# House Pricing



## purdey (Oct 24, 2014)

Hello I am new to this forum however not new to Portugal as I have been visiting for 25 years and have business here. I recently decided to look for property in the Eastern Algarve as prices have apparently fallen and sales are slow. I have spent the last 3 weeks looking at properties in the area. I am looking at 3/4 bedroom villa approx 350k Euro. I have seen dozens of properties and am totally bemused about the pricing. While there is negotiation on price there seems to be a huge discrepancy in figures depending on the seller (expat) (portugese) of the property. Expat prices seem alot higher initially and then after 4/5 days of no contact with agent, agent contacts me and reduces price in most cases up to 50k! Portugese sellers tend to explain immediately there is 50k off asking price which saves alot of time. So now I am looking at properties in the 420k Euro range and these huge reductions seem to be the norm. My Portugese friends have said prices are vastly over inflated due to the lack of interest in the market. I am somewhat bemused at the vast number of properties for sale but more bemused by the way agents price the properties. Wouldn't it be a fairer system if agents would finally admit property prices have fallen drastically in Portugal to attract buyers to stimulate the market. I would be interested to hear your thoughts on house pricing in this part of Portugal.


----------



## siobhanwf (Mar 20, 2009)

Hi Purdey and a very warm :welcome: to EF Portuguese section. You might find this article interesting reading. Http://www.globalpropertyguide.com/where-to-buy-property-Portugal-853


----------



## anapedrosa (Mar 21, 2011)

Hi Purdey, I suspect you are not alone in thinking that now is the time. In the last 6 months I have heard of 4 properties in my neighborhood (Silver coast area) that have sold and are planning builds. This must have encouraged a number of land owners as I have also seen a few clear there land, a common practice to give buyers an idea of the lot size (in my area you need a minimum of 2000 sq mt to build). I have also seen a few sales and new signs go up on existing homes.
A friend in the Algarve with a property for listed for sale for over 5 years (10,000 sq mt ocean view, but 30 year old home) has finally started receiving and accepted an offer. They are Americans and did reduce their price, but they did not even get offers in the first few years.
Personally I believe we are seeing the early signs of change. Investors are returning. Businesses still struggle, but I have had more than one furniture retailer in the Caldas area tell me that things are getting busier, though confidence is not yet at a level where this is affecting their hiring. 
All this to say, I don't think the market is as stagnate as it was.


----------



## purdey (Oct 24, 2014)

Thank you for the welcome and the article. Most useful.


----------



## travelling-man (Jun 17, 2011)

Seems to me there's an increasing number of Americans coming into Portugal lately and perhaps that's improving the property market a bit but I'd have to agree that property sales do seem to be improving. 

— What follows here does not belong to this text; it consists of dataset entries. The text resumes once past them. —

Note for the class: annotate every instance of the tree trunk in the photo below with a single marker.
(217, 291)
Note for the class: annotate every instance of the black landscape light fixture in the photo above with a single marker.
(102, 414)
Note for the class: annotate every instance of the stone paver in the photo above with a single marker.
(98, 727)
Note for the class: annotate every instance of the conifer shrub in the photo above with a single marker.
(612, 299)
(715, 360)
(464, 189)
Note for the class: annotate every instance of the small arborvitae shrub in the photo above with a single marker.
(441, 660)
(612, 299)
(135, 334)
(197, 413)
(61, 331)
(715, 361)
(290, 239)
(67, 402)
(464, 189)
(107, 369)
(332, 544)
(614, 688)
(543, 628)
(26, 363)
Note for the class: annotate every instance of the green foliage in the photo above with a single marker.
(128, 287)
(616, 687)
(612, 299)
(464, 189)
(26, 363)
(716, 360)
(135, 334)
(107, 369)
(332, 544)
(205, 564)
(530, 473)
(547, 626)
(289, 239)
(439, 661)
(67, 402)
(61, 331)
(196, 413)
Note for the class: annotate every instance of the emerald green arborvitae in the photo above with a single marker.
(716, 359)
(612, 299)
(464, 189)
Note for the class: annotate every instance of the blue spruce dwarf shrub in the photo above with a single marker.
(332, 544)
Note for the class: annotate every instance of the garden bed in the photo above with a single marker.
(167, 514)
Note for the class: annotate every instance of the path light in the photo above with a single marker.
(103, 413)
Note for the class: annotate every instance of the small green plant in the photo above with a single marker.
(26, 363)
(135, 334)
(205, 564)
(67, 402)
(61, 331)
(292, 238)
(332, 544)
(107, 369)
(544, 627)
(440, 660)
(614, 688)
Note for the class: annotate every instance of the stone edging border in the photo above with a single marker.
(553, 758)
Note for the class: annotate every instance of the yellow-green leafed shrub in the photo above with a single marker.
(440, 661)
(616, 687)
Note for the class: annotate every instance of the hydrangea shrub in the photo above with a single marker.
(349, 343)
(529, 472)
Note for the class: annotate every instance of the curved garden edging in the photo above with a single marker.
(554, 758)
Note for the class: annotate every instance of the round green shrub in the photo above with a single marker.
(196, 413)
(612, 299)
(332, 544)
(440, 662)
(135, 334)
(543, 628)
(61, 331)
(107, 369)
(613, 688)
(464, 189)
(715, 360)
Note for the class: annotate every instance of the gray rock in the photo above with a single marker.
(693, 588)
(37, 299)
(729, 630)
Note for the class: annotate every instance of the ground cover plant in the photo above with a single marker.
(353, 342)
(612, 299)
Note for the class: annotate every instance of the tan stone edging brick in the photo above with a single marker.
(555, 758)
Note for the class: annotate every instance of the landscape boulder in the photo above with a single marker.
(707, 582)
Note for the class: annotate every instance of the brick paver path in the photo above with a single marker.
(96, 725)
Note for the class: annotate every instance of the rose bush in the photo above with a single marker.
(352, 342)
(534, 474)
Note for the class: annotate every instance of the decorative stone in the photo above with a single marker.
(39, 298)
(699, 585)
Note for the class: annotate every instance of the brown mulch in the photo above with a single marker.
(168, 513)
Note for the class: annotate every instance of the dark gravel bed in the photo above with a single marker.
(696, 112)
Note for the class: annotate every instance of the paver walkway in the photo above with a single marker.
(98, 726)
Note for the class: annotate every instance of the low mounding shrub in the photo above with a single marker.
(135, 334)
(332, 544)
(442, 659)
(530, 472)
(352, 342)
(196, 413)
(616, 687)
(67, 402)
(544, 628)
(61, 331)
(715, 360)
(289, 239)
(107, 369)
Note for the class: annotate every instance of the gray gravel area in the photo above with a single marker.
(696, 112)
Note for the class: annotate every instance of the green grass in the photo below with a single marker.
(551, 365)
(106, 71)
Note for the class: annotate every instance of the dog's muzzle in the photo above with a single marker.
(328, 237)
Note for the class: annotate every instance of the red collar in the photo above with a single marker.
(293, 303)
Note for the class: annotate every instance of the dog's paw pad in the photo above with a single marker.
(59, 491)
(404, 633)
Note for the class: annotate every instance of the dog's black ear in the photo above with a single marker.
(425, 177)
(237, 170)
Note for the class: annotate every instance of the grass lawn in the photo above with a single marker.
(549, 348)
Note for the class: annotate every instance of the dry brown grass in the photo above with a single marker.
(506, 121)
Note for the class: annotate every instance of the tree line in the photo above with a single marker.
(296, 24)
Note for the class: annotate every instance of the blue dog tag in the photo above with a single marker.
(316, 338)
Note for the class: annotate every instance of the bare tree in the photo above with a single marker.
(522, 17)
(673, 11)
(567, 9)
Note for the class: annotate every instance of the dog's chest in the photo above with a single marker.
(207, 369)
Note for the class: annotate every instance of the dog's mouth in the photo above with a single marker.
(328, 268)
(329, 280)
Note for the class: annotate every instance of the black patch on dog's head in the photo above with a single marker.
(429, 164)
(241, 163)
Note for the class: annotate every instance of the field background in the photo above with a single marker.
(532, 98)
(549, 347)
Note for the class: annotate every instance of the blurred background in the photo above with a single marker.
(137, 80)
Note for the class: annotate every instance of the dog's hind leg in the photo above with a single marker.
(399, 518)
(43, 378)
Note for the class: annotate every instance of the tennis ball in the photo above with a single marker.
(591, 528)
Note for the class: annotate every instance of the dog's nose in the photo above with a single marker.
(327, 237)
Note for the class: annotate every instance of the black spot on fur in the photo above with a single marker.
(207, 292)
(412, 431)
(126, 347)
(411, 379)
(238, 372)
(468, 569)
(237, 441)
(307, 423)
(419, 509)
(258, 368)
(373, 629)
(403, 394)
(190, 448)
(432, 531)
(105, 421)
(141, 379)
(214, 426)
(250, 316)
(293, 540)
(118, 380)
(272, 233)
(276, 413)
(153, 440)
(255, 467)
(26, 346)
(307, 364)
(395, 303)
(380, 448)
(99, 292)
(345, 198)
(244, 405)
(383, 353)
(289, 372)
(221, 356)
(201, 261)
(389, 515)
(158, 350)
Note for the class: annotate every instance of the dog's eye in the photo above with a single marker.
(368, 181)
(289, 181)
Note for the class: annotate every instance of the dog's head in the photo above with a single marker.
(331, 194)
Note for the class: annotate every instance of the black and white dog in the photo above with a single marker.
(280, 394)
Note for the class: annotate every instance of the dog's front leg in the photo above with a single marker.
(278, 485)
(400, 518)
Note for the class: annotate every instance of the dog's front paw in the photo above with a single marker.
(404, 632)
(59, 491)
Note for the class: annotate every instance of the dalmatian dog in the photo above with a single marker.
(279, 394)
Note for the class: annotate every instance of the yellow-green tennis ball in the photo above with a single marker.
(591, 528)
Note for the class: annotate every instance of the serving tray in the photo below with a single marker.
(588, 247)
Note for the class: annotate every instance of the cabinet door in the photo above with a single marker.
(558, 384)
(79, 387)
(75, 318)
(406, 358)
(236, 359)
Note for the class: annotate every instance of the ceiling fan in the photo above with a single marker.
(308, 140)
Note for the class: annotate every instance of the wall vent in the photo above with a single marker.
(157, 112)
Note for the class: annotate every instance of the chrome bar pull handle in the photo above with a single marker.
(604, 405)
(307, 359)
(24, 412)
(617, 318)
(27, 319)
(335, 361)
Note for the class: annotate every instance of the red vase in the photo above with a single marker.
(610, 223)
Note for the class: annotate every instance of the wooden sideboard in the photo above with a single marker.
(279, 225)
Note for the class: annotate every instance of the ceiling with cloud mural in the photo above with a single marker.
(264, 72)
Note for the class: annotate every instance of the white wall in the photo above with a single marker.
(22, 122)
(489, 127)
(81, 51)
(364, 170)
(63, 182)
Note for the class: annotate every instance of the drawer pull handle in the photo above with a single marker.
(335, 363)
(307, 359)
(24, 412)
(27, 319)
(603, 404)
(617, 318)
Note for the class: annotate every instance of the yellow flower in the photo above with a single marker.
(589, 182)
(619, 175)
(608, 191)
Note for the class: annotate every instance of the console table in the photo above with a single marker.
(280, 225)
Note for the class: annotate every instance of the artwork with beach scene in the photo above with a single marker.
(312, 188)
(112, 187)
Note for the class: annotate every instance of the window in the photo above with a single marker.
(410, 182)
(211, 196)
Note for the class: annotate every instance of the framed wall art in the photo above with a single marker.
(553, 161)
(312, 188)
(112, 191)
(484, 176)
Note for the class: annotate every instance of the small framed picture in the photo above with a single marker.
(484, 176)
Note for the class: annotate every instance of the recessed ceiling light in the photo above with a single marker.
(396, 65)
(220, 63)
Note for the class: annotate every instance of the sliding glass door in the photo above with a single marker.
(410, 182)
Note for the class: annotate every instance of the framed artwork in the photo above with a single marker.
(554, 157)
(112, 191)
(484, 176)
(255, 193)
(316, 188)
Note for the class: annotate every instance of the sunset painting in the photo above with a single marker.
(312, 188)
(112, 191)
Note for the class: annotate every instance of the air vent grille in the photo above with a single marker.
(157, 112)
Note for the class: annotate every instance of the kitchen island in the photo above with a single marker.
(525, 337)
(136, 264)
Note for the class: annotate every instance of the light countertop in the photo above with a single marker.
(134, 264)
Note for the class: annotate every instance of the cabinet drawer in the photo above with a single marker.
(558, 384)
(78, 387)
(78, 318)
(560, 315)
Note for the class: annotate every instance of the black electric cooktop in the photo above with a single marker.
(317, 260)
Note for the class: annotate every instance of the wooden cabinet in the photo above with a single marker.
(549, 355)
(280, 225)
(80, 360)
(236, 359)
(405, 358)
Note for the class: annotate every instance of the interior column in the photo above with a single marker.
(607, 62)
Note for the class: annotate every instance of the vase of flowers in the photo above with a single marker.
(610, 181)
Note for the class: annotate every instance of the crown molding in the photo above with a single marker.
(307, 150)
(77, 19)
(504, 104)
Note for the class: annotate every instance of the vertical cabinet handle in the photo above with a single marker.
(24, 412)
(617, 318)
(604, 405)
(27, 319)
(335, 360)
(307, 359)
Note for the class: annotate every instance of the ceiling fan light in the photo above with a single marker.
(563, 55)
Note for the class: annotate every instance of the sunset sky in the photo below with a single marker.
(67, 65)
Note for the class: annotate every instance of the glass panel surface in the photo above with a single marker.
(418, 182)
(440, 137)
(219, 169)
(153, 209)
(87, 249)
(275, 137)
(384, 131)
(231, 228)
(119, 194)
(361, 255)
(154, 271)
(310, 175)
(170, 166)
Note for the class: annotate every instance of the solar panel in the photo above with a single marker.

A good though short article posted by Siobhan but like most, it chooses to ignore the central region completely. (IMO) the central zone is the best kept secret in Portugal and I'm always baffled by the fact the tourist board and everyone else totally ignores it.


----------



## anapedrosa (Mar 21, 2011)

This is from August of last year, but fun if you haven't seen it yet.


----------



## travelling-man (Jun 17, 2011)

anapedrosa said:


> This is from August of last year, but fun if you haven't seen it yet.
> 
> Portugal no seu melhor - YouTube


Great video but still no mention of the central zone!


----------



## Maggy Crawford (Sep 18, 2010)

Further to our conversation this morning (good to meet you at last) long may it stay that way. One reason we came here was to live in an unspoilt region with not many non Portuguese.


----------



## travelling-man (Jun 17, 2011)

Maggy

Great to finally meet you also. 

And I agree, it'd be a great pity if the area went the way of the Algarve.


----------



## Domicilium (Jul 20, 2013)

350k for a 3/4 bedroom villa could be a lot or quite cheap, it depends on the location (near the sea or exclusive villages) and of course the quality of the villa itself and other amenities like swimming pool, garage and so on.


----------